CSC 239: Personal Computing
Concept: Constructing a histogram

Jacob Furst
School of Computing
DePaul University
jfurst@cdm.depaul.edu

April 4, 2009

The construction of a histogram is an important first step in any statistical analysis. The visual appearance of the histogram can be used to determine if there are outliers and what the appropriate statistics are for reporting center and spread. For more complex statistical analysis, the shape of the histogram can be used to determine what analyses are appropriate and which are not. However, the creation of a histogram is not a simple process; it is iterative and benefits greatly from automation. The iterative process for constructing a histogram is an example of computational thinking that belongs in the Evaluation category.

Learning goal

Students can use a statistics package to generate multiple histograms from a single data
set and can choose the most meaningful visualization of the symmetry or skew of the data.
Discussion: students are shown the algorithm for constructing a histogram:
1) Determine the minimum and maximum of the data
2) Create a number of bins for aggregating data
a. Bin range must equal or exceed the data range
b. Bins must not be too few or too many
3) Create a distribution table for the data based on the bins
4) Graph the distribution table
a. If the resulting histogram is too spiky, return to step 2 and create fewer bins
b. If the resulting histogram is too shapeless, return to step 2 and create more bins
There are computer programs that completely automate the construction of a histogram. However,
since the histogram is a visual statistic, it is best constructed using human automation; in particular the
choice of the number of bins is critical in generating a histogram that best provides visual information
about the distribution of the underlying data. In CSC239, students are shown that the construction of a
histogram is critical in determining whether the mean and standard deviation or the mode and quartiles
are better for summarizing the center and spread of the data.
Assessment – Students are given a data set and are asked to:
generate histogram bins that include all the data
o students will need to find the min and max of the data set and construct data bins that
include both min and max.
generate histogram bins that are all of equal width
o the generated bins are all of equal width; especially, there is no “more” bin at the top of
the range, or “less” at the bottom of the range
generate the “best” number of bins
o students generate multiple histograms and choose the one with the number of bins that
best visualizes the data (i.e. patterns in the data set are made explicit and reasonable
hypotheses can be made about the data set).
As this activity is done for many problem sets, the students have many opportunities to mean the
objectives, and also to see different visualizations for different data sets. (E.g. small data sets versus
large ones; symmetric distributions versus skewed ones.)

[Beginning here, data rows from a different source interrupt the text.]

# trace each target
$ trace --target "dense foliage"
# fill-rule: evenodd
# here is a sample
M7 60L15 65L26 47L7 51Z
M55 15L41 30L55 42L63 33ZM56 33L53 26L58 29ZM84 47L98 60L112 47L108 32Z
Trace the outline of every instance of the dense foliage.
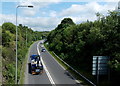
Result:
M120 16L96 14L94 22L75 25L70 18L61 21L47 37L49 49L77 69L92 71L93 56L110 56L112 70L120 72ZM65 21L65 22L64 22Z
M18 81L25 55L34 41L40 40L42 34L27 26L18 26ZM27 38L26 38L27 37ZM26 41L27 40L27 41ZM3 84L15 83L16 26L10 22L2 25Z

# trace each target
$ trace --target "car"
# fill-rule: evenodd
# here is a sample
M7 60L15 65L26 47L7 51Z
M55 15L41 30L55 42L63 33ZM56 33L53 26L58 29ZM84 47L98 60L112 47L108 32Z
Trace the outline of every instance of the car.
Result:
M41 50L41 52L45 52L46 50L43 48L42 50Z
M40 60L40 56L39 55L31 55L30 56L31 59L31 74L41 74L43 72L43 65L42 62Z

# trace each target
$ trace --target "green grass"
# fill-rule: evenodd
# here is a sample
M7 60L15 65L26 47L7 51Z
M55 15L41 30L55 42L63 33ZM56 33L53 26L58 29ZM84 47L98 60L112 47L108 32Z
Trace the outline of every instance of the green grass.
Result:
M78 75L76 72L74 72L70 67L68 67L66 64L64 64L60 59L58 59L55 54L50 51L46 44L44 44L45 48L49 51L49 53L67 70L73 77L75 77L76 80L80 82L80 84L84 86L92 86L90 83L88 83L86 80L84 80L80 75Z

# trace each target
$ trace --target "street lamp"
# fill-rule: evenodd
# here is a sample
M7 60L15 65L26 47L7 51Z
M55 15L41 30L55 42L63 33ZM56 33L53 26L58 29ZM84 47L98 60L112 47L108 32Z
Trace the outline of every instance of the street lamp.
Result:
M15 77L15 83L17 84L17 40L18 40L18 31L17 31L17 8L19 7L29 7L29 8L33 8L33 6L29 5L29 6L26 6L26 5L18 5L16 7L16 77Z

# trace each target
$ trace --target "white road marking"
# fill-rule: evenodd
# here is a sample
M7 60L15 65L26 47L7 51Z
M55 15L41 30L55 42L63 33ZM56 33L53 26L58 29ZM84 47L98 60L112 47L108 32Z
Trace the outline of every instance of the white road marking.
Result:
M40 51L39 51L39 48L38 48L38 47L39 47L39 44L40 44L40 42L38 42L38 44L37 44L37 51L38 51L38 54L40 55ZM45 63L43 62L42 56L41 56L41 61L42 61L42 63L43 63L45 72L46 72L46 74L47 74L47 76L48 76L51 84L54 85L54 86L56 86L56 85L55 85L55 82L53 81L53 79L52 79L52 77L51 77L51 75L50 75L50 73L49 73L49 71L48 71L48 69L47 69L47 67L46 67L46 65L45 65Z

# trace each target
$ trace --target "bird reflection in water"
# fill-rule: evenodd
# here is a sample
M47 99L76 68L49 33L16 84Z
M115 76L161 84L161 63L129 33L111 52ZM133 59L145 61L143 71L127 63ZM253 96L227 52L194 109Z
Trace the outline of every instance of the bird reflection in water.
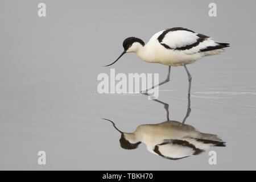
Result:
M225 147L225 142L217 135L201 133L192 126L185 124L191 110L190 94L188 97L187 114L181 122L170 120L169 105L158 100L153 101L164 106L167 119L165 122L141 125L134 132L126 133L119 130L113 121L104 119L110 122L121 133L122 148L135 149L143 143L148 151L167 159L177 160L198 155L213 146Z

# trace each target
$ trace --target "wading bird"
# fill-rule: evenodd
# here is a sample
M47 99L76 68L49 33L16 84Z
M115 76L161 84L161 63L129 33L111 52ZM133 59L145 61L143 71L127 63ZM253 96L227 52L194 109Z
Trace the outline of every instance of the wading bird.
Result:
M188 94L190 94L192 77L186 65L193 63L207 56L219 54L229 44L213 40L210 37L182 27L166 29L157 32L145 44L137 38L129 37L123 42L123 52L110 66L126 53L134 52L142 60L148 63L160 63L168 66L166 79L155 85L163 85L170 81L171 66L183 66L189 80ZM146 91L147 91L146 90Z

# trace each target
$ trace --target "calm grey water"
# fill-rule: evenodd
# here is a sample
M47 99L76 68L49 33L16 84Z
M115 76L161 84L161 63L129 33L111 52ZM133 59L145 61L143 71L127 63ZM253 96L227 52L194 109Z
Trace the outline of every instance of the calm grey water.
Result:
M37 15L40 1L2 1L0 6L1 169L255 169L256 3L210 1L44 1L47 16ZM226 147L199 155L167 160L144 144L126 150L122 131L166 121L161 104L139 94L100 94L102 65L122 51L130 36L147 42L158 31L181 26L230 43L225 53L188 65L191 109L185 123L218 135ZM159 73L166 66L123 56L117 73ZM187 112L188 81L172 67L159 100L170 105L170 119ZM38 152L47 164L38 164ZM209 165L208 152L217 152Z

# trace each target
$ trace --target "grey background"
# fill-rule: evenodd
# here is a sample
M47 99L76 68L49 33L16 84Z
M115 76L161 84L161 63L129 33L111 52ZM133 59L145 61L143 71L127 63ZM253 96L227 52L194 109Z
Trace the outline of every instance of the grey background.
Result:
M38 4L47 17L38 16ZM0 6L1 169L255 169L256 16L255 1L3 1ZM230 43L221 55L188 66L192 76L192 112L186 123L227 142L208 164L208 151L171 161L119 146L122 130L165 121L162 105L143 96L99 94L102 65L122 51L128 36L146 42L155 32L181 26ZM116 72L159 73L167 67L123 56ZM187 77L171 70L159 100L171 119L187 110ZM47 165L37 153L47 152Z

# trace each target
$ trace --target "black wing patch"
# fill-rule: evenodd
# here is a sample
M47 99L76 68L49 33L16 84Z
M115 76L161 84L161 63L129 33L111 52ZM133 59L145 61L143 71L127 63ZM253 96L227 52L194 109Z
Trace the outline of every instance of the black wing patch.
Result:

Assessment: The following question will be added to an assignment:
The registrar’s office at a community college is short of people handling course
registrations due to the recent surge of student enrollment. This results in students waiting
in a line for hours and employees working for long hours. They decide to develop a Web-
based course registration system to automate this process. Please answer the following
questions:
1) Please use a flow chart and your own language to describe a common registration
process.
2) What characteristics of the registration process make it suitable for automation?
3) What are the benefits of using automation?

Learning Goal 2: Students are able to recognize characteristics of the coordination concept,
apply this concept in a realistic system, and understand the benefits.
Assessment: The following question will be added to an assignment:

The Operations Department at a community college is responsible for finding and
assigning classrooms, providing proper technical support, and working with different
academic units to assign instructors for all the classes. Recently the college has
dramatically increased the number of course offerings due to strong demand. This
increase has caused some glitches in the operations: some classrooms were too small to
fit the designed classes while some bigger rooms were assigned to small classes,
students/instructors went to the wrong classrooms, and etc. To solve these problems, the
college decides to develop a computer application to organize the logistics among
different units by sharing real-time information and synchronizing various activities.
Please answer the following questions:
1) Please give some examples of the information needed to be coordinated among
different units.
2) What characteristics of this logistics system make it suitable for collaboration?
3) What are the benefits of using collaboration?

Learning Goal 3: Students understand that (large) data sets can be mined for patterns; they can
provide high-level explanations on what data is relevant to a particular question and
interpretations on data mining results.


Assessment: The following question will be added to an assignment:

A community college has been experiencing problems in finding instructors and
classrooms due to the fluctuating student enrollment. They must determine whether to
hire more faculty, how many more to hire, and whether to build more classrooms. They
decide to apply a computer application to analyze their enrollment data for the last 30
years which they have recently digitized and to make forecasts of future enrollments of
different classes based on the findings from the historical data. The following are the data
they were able to collect:
1) Student demographic information (gender, age, education, occupation, etc.)
2) Faculty demographic information (gender, age, education, specialty, etc.)
3) Demographic information for the region
4) Regional employment statistics
5) Enrollments of all the classes
Please answer the following two questions: A) Please explain what data in the above list could be used in the data mining process to provide a useful and meaningful forecast? And why? B) Suppose the data mining analysis finds that enrollment of classes in a certain area increased by a similar percentage whenever the demand of workers in the same area increased. If current regional employment statistics show that the job demand for software engineers have increased by 10% in the last six years. What recommendations would you make to the college?